Es el pánico el que decide el partido. En los cuartos de final del Masters 1000 de Madrid, David Ferrer se mide a un escenario de puñales afilados. Ante Rafael Nadal, su bestia más temible (0-14 en los precedentes sobre tierra desde 2004), enseña los colmillos como pocas veces. Es él quien controla la situación en el albero. Quien grita y se desgañita. Está a un paso de otear la victoria, pero todo se desvanece en un suspiro. Con todo a su disposición (4-6, 5-6 y 15-30), el alicantino se derrite en un remate plácido. Se colapsa ante la oportunidad de romper un maleficio que parece eterno. Y muere asustado para abrir la puerta de las semifinales (4-6, 7-6(3) y 6-0) a un Nadal inexpugnable. A ese maestro de la supervivencia.

“David ha merecido más que yo llegar a semifinales”, cuenta el campeón de 11 grandes, que disputará este sábado sus séptimas semifinales del año de tantos torneos. “Ha sido un partido muy disputado, pero así es el deporte. Por suerte he podido devolver esa bola con 5-6 y 15-30 en el segundo set y luego él se ha venido abajo. Lo siento mucho por David porque es uno de mis mejores amigos del circuito”, prosigue en declaraciones concedias a LaSexta.

Por momentos, es un duelo vibrante. Es Ferrer quien manda, quien ruge. Su propuesta se transforma a tenor de los precedentes: a diferencia de los choques a ritmo que acostumbran, el de Jávea desplaza la discusión a la zona del revés de su rival, que en ningún momento aprueba el cambio de escaleta. De hecho, compite con la raqueta rota en mil pedazos (apenas suma el 8% de puntos con segundos saques). Para Ferrer se trata de un ahora o nunca. Atento a la oportunidad, arranca con fuego (1-3), sobrado de ideas y recursos. Ya sea en la red o desde el fondo de la pista, el número 4 del mundo siempre tiene la última palabra. Si Nadal recupera el aliento ('break' para 3-4), rápidamente escapa airoso. Si el ogro de la tierra le exige una volea imposible, allí donde tanto tuerce el gesto, la ejecuta con tacto milimétrico para cerrar la primera manga (la primera que le roba en arcilla desde la final Barcelona en 2008). Una apisonadora.

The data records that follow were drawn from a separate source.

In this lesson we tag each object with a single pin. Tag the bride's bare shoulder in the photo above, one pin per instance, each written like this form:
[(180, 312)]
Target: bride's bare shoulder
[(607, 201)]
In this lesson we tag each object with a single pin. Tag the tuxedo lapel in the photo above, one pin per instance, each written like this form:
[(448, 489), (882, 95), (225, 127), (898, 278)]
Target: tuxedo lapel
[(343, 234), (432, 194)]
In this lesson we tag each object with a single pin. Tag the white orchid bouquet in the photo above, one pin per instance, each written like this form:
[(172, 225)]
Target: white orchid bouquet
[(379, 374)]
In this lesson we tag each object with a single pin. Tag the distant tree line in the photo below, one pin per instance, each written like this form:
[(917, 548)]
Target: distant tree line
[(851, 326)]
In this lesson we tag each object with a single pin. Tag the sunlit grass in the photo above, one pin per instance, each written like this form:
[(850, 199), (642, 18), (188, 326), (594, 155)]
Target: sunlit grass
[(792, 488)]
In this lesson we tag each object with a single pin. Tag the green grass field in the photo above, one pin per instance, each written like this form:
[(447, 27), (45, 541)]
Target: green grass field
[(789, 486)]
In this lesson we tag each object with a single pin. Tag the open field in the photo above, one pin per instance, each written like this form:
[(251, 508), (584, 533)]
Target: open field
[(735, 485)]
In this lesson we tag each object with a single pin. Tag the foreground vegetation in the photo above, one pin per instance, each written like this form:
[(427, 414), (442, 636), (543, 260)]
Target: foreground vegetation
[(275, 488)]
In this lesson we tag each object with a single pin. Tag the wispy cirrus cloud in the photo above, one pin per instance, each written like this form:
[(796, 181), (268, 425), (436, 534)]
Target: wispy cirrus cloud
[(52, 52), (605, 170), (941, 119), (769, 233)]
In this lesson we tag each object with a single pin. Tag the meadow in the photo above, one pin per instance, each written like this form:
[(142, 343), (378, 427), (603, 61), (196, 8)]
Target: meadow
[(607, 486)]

“¡Vamos Rafa!”, clama la grada. “¡Vamos David!", responde seguidamente con el mismo empeño. El partido traspasa dimensiones. De la pista al cielo. Del cielo, a los corazones. Se espera una reacción por parte del siete veces campeón de Roland Garros y ésta no tarda en llegar (ruptura para el 2-1). Pero no se la gana. Ni la merece. Nadal está mutilado de pies a cabeza, sobreviendo a base de chispazos. Sin sensibilidad en una raqueta que dispara tantos disparates (37 errores no forzados) como golpes de genio (38 ganadores).

Pero ni siquiera a un paso del cataclismo (5-6 y 15-30 adverso) se amedrenta. No este Nadal que maneja argumentos grabados en sólida piedra. Hastiado de bailar con la parca, lleva el encuentro al terreno de las sensaciones. Y allí, en el lugar en el que los demonios defenden su causa, sobrevive como sólo lo hacen los elegidos. Alarga el debate al desempate y enfila el pasillo hacia la victoria con un último set en blanco que deja huella en sus adversarios. En semifinales espera o bien el nipón Kei Nishikori o el conquense Pablo Andújar. Y están avisados. Saben que Nadal cuenta con alas hasta en el inframundo.